For governments right and left, a season of discontent
By John Lloyd | November 29th 2018
Democratic governments are rarely popular for extended periods, and often have to grapple with with low polls, noisy demonstrations and constant pressure from the media.
These patterns are not new. They only seem so now because administrations of every kind are under increasing, and new, pressures – and the challenge of recession looms.
In France, some 300,000 citizens wearing yellow safety jackets came out in force last weekend to protest against fuel price prices. French President Emmanuel Macron's popularity ratings have hit an all-time low.
President Macron argues that the high fuel prices are designed to prompt a shift to more environmentally friendly vehicles. But faced with the choice between cleaner air or lower prices, the protestors have chosen the latter – and at least one poll shows that 73 per cent of the country supports them.

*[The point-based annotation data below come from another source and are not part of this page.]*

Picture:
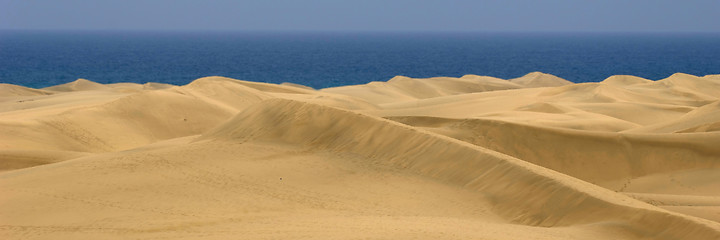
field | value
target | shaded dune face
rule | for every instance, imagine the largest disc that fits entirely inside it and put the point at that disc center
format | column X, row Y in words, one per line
column 474, row 157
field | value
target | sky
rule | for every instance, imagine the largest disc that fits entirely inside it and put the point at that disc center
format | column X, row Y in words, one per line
column 365, row 15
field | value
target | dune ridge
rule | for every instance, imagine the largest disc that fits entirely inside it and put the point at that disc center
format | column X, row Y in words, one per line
column 451, row 161
column 474, row 157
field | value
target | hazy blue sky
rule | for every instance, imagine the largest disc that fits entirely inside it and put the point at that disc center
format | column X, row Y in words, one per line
column 365, row 15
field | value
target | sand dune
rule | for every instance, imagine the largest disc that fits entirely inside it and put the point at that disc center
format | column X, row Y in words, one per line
column 475, row 157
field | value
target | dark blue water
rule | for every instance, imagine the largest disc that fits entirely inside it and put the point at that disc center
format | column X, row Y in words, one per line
column 40, row 59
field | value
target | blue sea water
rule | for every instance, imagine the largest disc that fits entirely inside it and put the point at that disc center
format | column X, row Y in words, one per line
column 317, row 59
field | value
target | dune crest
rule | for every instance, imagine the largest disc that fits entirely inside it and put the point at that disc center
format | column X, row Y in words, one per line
column 474, row 157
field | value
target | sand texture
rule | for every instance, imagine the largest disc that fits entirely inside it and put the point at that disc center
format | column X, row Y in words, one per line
column 475, row 157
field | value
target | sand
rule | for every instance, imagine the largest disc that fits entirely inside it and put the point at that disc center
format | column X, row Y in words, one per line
column 474, row 157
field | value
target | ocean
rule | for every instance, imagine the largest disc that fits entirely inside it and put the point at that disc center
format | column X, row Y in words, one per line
column 326, row 59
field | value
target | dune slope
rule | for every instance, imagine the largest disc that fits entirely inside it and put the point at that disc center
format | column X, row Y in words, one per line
column 462, row 158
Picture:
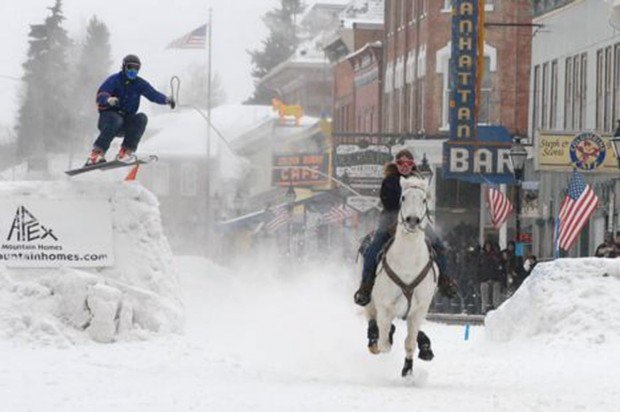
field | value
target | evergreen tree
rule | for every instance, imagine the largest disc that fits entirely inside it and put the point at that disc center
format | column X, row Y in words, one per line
column 280, row 44
column 93, row 67
column 44, row 119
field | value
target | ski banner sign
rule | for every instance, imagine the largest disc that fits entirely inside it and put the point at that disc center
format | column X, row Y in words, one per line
column 43, row 233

In Russia, President Vladimir Putin's popularity has sunk to 39 per cent. The major reason is another sharp rise – this time in Russia’s retirement age, from 60 to 65 for men and 55 to 60 for women.
In Egypt, the falling popularity of the President Abdel Fattah al-Sisi stems from austerity measures he introduced in 2016 after a US$12 billion IMF loan specified cuts and other painful reforms. This year he won the presidential election with 97 per cent of the vote; after his only opponent made it clear that he was a Sisi supporter.
In China, protest is tightly suppressed as President Xi Jinping continues to press the Communist party to both spread his political thoughts – now formally written into the constitution – to every one of China’s 1.4 billion population, and to ensure he has total control of the country.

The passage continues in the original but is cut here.